HA-VRI rates per 1000 patient days were determined including virus (excluding coronavirus and patients who tested negative but were found by syndromic surveillance) and unit specific rates. Multivariable regression analysis was used to assess determinants for HA-VRI. The HA-VRI rate for the 6 virus groups studied was significantly higher at MCH than at CCMC (1.91 vs 0.80 per 1000 patient-days, respectively, P <.0001). Overall the rate was lowest in the NICU, however units with the lowest HA-VRI rate differed between MCH and CCMC (Heme/Onc ward vs NICU respectively). The rank order of viruses identified was similar between the two hospitals with rhinovirus most commonly identified followed by PIV and RSV. When viral etiology was compared by unit type, the highest rates were in the PICU with rhinovirus followed by adenovirus and Heme/Onc wards with rhinovirus followed by PIV in both hospitals. When adjusted for unit type and HA-VRI they found less than 50% single rooms in a given unit to be statistically associated with a higher rate (1.33 times higher rate (95% CI 1.29-1.37) regardless of unit type, however neither hospital had a NICU with single rooms. The authors speculate that single rooms might not be sufficient to prevent nosocomial acquisition in the absence of meticulous hand hygiene and housekeeping, but since most of these viruses are spread by contact and droplets decreased crowding in single rooms would likely prevent some transmission. Both hospitals had visitor restriction policies due to illness or young age, however both hospitals admitted that their policies were rarely enforced. Staff who were ill were instructed to stay home, but it is not known how well this policy was enforced at either hospital. It is likely that more IP resources would have been required to perform syndromic surveillance at MCH. The authors acknowledged that potential misclassification of some community acquired infections as HAIs might have occurred and systematic HA-VRI surveillance was not performed after discharge so some patients with HA-VRI may not have been identified.
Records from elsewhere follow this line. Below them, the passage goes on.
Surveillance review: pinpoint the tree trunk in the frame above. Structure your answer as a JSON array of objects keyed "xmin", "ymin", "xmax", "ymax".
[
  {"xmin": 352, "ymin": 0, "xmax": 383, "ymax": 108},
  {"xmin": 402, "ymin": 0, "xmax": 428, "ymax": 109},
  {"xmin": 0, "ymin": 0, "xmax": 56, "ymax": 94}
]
Prevention of HA-VRIs is difficult. Asymptomatic shedding can occur in both healthcare workers (HCW), patients, parents/caregiver and visitors. Ill HCW presenteeism is common and lean staffing results in HCWs coming to work ill because they do not want to burden their colleagues 5,6,7,8. The same lean staffing may affect oversight of ill parents/caregivers and visitors allowing for importation of viruses from the community. The hospital environment quickly becomes contaminated and these viruses are then spread on HCWs hands to patients. Respiratory viruses can persist on dry surfaces from 2 hours-3 months depending on the virus9. There is a need for studies that evaluate best practices for HA-VRI prevention, along with visitor policies that align with family centered care, but which are still safe for other patients and HCWs. We need to ensure healthcare worker non-punitive policies for staying home if ill. In order achieve this we need to have adequate staffing in hospitals so an ill HCW can stay home and daily work can still be completed safely.